One tweet from One Direction member Louis Tomlinson during the Paris attacks summarily proves the true impact of celebrity and the existence of the global connectivity so often espoused by the likes of Barack Obama, Bono and Mark Zuckerberg.
A new study by Western University’s CulturePlex Lab, led by Juan Luis Suárez, charted approximately 4.3 million tweets in the wake of the Paris attacks on November 13 and found that one tweeted by Tomlinson at 6:47 a.m. on November 14 was the most active and widely shared Twitter message related to the event with more than 173,000 retweets and 208,000 likes.
“There is a direct correlation represented here in regards to how people react to celebrity and how much impact celebrities truly have,” explains Suárez, a Digital Humanities professor in Western’s Department of Modern Languages and Literatures and the Director of the CulturePlex Lab. “This study shows how powerful you are if you are a super-connector. Companies are using super-connectors for marketing, political parties are using them for campaigns and we show here that pop culture and celebrity are an immediate gateway to these types of events worldwide.”

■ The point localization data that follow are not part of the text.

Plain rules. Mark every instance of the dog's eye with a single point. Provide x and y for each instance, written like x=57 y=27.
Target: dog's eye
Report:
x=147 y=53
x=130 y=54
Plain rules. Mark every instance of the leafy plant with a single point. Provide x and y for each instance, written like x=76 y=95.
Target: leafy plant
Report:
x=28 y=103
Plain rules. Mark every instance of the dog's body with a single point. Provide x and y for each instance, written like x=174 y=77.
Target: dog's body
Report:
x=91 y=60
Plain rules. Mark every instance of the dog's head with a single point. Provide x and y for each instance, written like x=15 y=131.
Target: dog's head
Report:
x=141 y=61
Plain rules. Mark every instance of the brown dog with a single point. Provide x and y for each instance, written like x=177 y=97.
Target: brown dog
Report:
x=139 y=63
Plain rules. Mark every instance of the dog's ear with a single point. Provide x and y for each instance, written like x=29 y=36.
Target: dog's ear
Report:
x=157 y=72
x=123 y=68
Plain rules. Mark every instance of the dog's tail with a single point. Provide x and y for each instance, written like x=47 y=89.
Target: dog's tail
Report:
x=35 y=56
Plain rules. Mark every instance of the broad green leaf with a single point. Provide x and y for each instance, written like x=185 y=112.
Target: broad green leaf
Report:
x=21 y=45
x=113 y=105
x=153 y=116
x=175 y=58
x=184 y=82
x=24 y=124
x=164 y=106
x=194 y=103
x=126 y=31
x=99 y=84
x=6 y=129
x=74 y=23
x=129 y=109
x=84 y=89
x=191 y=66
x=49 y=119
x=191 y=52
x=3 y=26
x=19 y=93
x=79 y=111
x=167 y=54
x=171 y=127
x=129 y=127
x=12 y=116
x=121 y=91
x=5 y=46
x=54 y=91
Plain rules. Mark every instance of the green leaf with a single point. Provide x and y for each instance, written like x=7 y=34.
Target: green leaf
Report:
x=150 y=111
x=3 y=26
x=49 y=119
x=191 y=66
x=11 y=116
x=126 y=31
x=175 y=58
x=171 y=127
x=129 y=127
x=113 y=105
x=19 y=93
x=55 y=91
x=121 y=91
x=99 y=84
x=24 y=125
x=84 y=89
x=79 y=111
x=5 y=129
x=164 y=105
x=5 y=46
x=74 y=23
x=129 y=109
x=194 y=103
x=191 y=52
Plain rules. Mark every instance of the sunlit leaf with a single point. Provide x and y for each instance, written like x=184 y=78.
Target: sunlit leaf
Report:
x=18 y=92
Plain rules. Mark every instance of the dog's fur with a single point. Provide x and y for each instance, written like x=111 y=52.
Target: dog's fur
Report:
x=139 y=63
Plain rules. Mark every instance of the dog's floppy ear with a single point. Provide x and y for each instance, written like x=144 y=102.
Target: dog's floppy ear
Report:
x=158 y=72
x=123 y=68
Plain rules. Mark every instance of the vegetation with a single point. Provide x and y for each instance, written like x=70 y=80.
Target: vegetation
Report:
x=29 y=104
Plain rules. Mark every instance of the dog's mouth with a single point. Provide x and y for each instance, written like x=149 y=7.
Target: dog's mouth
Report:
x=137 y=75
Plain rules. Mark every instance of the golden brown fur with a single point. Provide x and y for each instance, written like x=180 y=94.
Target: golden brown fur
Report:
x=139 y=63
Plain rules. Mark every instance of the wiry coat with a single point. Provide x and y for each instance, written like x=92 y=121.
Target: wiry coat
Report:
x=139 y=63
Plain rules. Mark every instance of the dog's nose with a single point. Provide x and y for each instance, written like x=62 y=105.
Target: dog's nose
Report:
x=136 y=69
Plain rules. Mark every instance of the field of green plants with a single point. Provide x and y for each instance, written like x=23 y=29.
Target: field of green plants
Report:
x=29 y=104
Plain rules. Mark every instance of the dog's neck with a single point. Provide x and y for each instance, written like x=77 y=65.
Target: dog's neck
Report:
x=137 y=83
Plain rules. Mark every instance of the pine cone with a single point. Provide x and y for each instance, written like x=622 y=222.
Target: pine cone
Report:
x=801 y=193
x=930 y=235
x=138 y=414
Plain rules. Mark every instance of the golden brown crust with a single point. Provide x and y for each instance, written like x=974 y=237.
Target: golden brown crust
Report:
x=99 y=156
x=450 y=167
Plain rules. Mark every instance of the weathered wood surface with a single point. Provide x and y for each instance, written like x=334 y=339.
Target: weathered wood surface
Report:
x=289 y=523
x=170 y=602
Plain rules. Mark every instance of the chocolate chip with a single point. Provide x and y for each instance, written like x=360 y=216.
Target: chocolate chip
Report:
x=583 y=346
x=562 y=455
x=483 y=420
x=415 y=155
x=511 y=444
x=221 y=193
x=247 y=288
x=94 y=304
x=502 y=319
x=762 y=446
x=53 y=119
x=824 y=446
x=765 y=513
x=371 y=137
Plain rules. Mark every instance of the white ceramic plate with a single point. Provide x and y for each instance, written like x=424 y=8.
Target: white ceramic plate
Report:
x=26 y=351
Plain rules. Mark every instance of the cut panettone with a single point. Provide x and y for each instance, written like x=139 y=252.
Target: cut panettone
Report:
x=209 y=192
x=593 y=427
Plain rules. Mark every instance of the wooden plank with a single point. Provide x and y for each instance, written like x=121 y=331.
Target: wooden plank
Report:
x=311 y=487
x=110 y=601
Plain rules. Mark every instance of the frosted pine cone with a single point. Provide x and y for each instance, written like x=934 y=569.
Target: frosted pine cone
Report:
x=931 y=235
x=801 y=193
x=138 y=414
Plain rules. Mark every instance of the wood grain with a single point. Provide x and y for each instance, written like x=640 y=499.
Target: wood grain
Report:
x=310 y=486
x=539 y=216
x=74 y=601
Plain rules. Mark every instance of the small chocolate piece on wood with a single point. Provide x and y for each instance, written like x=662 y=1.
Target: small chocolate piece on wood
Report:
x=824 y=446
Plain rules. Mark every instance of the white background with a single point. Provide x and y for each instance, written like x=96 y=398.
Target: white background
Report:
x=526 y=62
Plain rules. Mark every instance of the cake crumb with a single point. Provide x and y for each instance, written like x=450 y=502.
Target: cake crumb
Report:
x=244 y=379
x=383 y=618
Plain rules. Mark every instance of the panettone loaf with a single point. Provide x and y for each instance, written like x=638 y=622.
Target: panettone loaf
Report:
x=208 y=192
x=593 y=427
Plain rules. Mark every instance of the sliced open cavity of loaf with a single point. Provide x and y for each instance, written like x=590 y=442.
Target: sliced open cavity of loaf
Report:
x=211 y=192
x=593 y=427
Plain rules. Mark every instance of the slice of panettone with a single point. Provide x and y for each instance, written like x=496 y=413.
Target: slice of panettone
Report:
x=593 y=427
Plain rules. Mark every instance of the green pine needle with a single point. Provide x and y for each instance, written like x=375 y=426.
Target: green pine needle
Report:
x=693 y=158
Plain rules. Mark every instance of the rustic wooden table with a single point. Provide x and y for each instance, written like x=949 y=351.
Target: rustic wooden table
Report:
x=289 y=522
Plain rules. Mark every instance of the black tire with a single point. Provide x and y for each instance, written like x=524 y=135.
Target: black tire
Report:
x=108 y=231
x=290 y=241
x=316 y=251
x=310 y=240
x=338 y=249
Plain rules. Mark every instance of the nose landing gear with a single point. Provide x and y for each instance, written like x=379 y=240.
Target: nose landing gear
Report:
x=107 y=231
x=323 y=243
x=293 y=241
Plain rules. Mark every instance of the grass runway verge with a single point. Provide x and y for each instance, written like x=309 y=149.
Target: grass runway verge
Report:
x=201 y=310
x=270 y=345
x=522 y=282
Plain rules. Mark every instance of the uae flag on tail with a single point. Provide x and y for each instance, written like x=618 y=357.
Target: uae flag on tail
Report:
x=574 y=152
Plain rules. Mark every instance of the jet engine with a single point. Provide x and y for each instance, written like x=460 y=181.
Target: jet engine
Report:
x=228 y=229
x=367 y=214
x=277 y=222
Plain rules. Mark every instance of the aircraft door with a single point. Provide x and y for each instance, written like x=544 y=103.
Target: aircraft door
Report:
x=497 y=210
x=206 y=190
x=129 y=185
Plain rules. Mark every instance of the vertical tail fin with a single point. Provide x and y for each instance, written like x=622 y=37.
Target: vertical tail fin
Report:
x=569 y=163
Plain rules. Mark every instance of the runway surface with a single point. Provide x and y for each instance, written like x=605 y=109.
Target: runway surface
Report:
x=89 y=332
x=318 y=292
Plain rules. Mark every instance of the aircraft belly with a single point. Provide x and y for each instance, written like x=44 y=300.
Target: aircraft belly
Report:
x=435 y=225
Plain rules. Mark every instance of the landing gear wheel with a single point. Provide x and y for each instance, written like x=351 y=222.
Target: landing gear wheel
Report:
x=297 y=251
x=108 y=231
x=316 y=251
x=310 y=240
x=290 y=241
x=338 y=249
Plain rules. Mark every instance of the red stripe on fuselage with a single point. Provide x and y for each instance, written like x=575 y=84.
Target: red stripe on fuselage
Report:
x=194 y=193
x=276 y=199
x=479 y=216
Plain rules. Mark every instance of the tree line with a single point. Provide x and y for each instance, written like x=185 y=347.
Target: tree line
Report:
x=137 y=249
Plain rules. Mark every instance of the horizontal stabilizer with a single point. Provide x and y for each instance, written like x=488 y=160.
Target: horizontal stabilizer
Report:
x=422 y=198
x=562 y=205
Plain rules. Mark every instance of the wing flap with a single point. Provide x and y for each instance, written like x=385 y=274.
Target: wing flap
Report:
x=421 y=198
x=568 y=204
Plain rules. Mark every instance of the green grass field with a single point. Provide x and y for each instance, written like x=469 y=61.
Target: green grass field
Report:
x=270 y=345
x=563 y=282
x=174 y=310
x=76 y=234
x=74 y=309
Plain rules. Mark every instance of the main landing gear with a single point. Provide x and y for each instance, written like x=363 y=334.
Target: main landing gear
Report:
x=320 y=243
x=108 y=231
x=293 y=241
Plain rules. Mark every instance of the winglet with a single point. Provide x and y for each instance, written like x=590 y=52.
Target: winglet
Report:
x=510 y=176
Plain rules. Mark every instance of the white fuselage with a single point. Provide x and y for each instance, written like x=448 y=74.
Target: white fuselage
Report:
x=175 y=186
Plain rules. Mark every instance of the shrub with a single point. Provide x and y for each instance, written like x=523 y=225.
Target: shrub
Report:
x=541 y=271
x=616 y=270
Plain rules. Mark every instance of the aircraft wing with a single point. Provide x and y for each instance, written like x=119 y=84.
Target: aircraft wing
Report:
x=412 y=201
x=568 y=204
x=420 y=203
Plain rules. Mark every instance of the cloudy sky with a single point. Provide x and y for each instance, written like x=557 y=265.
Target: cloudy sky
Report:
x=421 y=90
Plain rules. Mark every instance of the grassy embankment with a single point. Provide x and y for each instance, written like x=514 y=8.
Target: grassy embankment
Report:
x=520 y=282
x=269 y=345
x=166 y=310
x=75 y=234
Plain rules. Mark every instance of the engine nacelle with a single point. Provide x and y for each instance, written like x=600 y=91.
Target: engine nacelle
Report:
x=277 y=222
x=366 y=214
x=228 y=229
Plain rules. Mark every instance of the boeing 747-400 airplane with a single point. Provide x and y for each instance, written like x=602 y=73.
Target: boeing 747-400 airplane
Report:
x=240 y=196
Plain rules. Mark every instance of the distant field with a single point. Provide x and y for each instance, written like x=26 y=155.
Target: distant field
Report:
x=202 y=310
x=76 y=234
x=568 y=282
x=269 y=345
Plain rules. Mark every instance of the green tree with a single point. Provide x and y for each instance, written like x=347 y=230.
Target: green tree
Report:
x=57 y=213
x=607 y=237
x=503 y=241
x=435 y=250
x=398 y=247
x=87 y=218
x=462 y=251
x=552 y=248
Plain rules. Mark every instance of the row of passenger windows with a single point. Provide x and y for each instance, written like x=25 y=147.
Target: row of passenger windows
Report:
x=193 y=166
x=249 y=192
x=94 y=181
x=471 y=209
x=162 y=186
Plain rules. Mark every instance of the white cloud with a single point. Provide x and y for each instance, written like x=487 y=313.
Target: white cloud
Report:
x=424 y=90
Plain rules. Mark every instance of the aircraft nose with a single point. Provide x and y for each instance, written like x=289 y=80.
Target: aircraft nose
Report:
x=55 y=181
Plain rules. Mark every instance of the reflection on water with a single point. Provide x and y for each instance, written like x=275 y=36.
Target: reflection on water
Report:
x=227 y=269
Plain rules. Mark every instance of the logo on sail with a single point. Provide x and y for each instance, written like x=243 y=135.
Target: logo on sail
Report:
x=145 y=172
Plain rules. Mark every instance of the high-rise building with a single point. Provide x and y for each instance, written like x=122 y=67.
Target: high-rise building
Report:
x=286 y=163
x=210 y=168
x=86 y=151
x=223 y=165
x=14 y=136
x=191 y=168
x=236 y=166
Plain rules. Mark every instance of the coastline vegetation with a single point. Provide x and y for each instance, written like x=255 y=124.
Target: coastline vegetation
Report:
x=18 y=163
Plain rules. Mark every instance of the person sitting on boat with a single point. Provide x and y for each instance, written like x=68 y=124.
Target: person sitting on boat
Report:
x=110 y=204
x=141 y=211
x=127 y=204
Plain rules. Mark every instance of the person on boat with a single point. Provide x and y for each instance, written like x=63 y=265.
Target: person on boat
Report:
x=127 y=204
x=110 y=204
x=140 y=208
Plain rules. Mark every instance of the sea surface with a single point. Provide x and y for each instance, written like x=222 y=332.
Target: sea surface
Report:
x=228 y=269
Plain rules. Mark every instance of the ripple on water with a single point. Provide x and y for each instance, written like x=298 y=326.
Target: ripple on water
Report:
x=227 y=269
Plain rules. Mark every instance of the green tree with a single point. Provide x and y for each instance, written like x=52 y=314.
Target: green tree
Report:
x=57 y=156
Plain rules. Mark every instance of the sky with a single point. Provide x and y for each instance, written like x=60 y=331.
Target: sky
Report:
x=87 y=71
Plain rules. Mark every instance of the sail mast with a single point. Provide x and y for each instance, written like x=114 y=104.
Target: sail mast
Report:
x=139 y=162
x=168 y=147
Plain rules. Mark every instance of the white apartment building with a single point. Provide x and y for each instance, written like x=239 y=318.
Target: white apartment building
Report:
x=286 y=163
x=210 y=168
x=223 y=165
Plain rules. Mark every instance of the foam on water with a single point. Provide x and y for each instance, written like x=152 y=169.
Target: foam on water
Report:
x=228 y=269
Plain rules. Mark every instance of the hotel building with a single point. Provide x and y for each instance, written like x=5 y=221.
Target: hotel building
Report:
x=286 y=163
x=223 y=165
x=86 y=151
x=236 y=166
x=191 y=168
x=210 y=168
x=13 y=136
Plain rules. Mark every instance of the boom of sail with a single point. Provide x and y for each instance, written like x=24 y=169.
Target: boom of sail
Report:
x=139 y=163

Suárez says that super-connectors like Tomlinson, who has 20.7 million Twitter followers (and counting), have an unbelievable amount of power to persuade when you consider that they generate immediate reaction from thousands if not millions of people.
“If you expand that to marketing, commerce, politics and other areas of influence – if you understand how it works, it can be a very powerful tool for good and for bad, as we have seen with the ISIS problem,” explains Suárez. “An investigation like this also shows how connected we are globally. That’s very important. We hear a lot about our connectivity in the media and in research, but now we are starting to see the effects. It shows us that knowledge and information transfer immediately around the globe.”